Specifically, statistics show that intensive treatment programs for DWI offenders may actually be working. According to the National Highway Traffic Safety Administration, impaired driving fatalities dropped 2.5 percent in 2011. One reason for the decrease may be the more than 600 DWI Courts across the country.
According to the senior director for the National Center for DWI Courts, participants who complete the program may be 65 percent less likely to be rearrested for driving under the influence.
The treatment program is typically 18 months long and involves a team of seven people, including a cop, a probation officer, and a treatment provider. Participants are required to pass a twice-weekly drug test. Unlike traditional jail, however, the program focuses on positive reinforcements and incentives, instead of punishment. For example, rewards for participants who stay sober may include gift cards or even something as simple as applause. Those who fail the drug test may be required to undergo daily testing, be assigned a paper on the crime they committed, or even jail time as a last resort.
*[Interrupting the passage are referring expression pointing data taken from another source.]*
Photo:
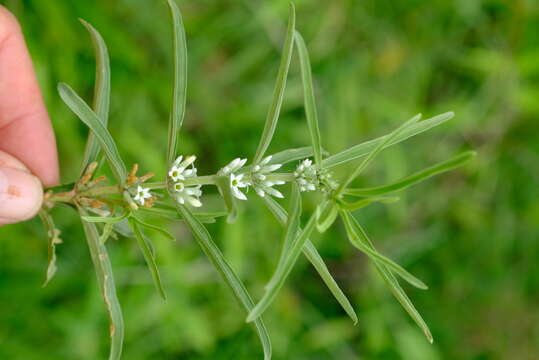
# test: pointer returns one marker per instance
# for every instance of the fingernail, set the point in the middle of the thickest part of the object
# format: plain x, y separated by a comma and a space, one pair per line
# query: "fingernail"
21, 195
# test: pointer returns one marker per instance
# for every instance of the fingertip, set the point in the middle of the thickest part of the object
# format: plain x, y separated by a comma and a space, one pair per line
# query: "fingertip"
21, 195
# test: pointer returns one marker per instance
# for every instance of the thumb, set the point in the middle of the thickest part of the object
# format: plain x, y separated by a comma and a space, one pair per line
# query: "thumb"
21, 193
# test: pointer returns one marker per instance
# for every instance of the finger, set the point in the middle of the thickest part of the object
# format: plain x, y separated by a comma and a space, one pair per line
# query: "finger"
25, 129
21, 193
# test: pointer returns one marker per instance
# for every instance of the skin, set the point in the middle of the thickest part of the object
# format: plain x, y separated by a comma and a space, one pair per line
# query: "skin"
28, 157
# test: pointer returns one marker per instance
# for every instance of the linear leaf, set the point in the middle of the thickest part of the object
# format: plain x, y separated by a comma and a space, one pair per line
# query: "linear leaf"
106, 219
291, 228
101, 101
213, 253
374, 152
105, 279
155, 228
223, 186
83, 111
204, 217
107, 232
358, 238
366, 147
278, 92
180, 81
54, 239
279, 277
149, 256
356, 205
419, 176
309, 98
396, 289
327, 217
310, 252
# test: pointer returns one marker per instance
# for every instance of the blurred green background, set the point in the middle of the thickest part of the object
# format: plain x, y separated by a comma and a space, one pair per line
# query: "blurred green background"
470, 234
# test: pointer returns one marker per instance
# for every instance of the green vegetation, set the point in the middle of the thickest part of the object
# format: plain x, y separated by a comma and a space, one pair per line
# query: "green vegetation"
470, 238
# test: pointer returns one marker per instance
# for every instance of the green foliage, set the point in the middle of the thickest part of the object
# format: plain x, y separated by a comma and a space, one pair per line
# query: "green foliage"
373, 64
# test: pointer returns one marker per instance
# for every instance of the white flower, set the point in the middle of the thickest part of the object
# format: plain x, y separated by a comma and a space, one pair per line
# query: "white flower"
179, 171
259, 175
232, 167
142, 195
266, 187
306, 176
235, 184
189, 194
262, 168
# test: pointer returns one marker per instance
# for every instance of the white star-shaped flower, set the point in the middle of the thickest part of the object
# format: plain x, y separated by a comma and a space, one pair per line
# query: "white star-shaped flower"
189, 194
178, 171
142, 195
235, 184
232, 167
259, 175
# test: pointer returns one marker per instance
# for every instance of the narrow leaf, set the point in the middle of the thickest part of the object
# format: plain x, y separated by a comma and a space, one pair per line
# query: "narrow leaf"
370, 157
105, 219
291, 228
54, 239
213, 253
310, 252
365, 148
282, 273
415, 178
358, 238
326, 216
397, 290
105, 279
223, 186
155, 228
149, 256
278, 92
180, 81
83, 111
356, 205
101, 102
107, 232
309, 99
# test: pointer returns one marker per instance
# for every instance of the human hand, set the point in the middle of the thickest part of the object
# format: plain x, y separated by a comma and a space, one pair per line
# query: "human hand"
28, 156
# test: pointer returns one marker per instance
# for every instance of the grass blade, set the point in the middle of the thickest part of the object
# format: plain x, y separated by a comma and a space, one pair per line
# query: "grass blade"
278, 93
310, 252
101, 102
309, 99
356, 205
396, 289
376, 151
278, 279
149, 256
211, 250
363, 149
54, 239
105, 279
83, 111
180, 81
415, 178
358, 238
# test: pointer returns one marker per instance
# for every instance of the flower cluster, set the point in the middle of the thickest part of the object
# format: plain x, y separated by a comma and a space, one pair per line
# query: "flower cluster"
142, 195
236, 181
181, 170
259, 175
306, 176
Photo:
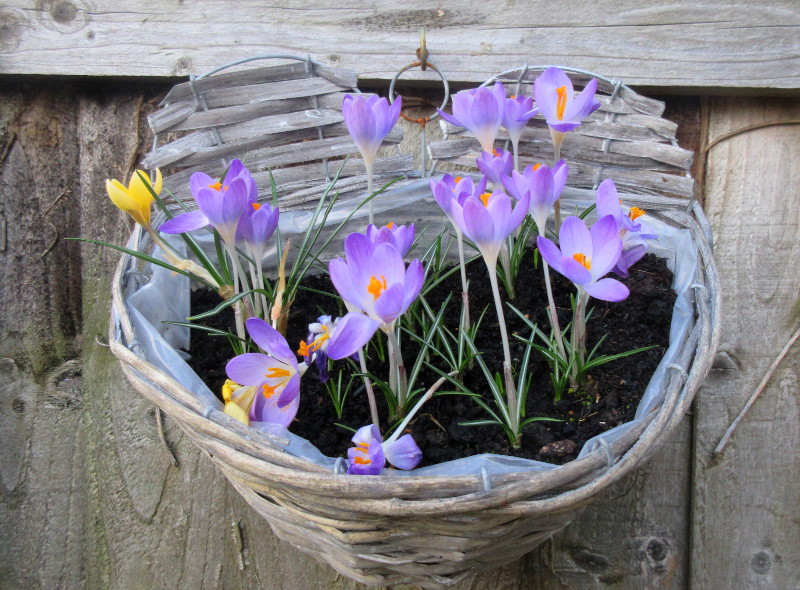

Not every DWI defendant is admitted to the program. After being arrested for driving under the influence, an offender is evaluated to see whether DWI Court could help him or her. For example, the senior director cautions that social drinkers, in particular, may be unsuitable for the program because it is an intensive treatment program designed for addicts.
Critics of the program say it goes soft on DWI offenders, withholding deserved punishment from them, and praising them for behavior which other law-abiding citizens are expected to already follow. However, the senior director responds to such criticisms by noting that the nature of addition is unique, and requires an innovative approach so that addicts can once again learn how to behave the right way.
Right or wrong, DWI Courts appear to be growing in popularity. There are now 600 DWI Courts around the U.S., and this year Texas added to that count.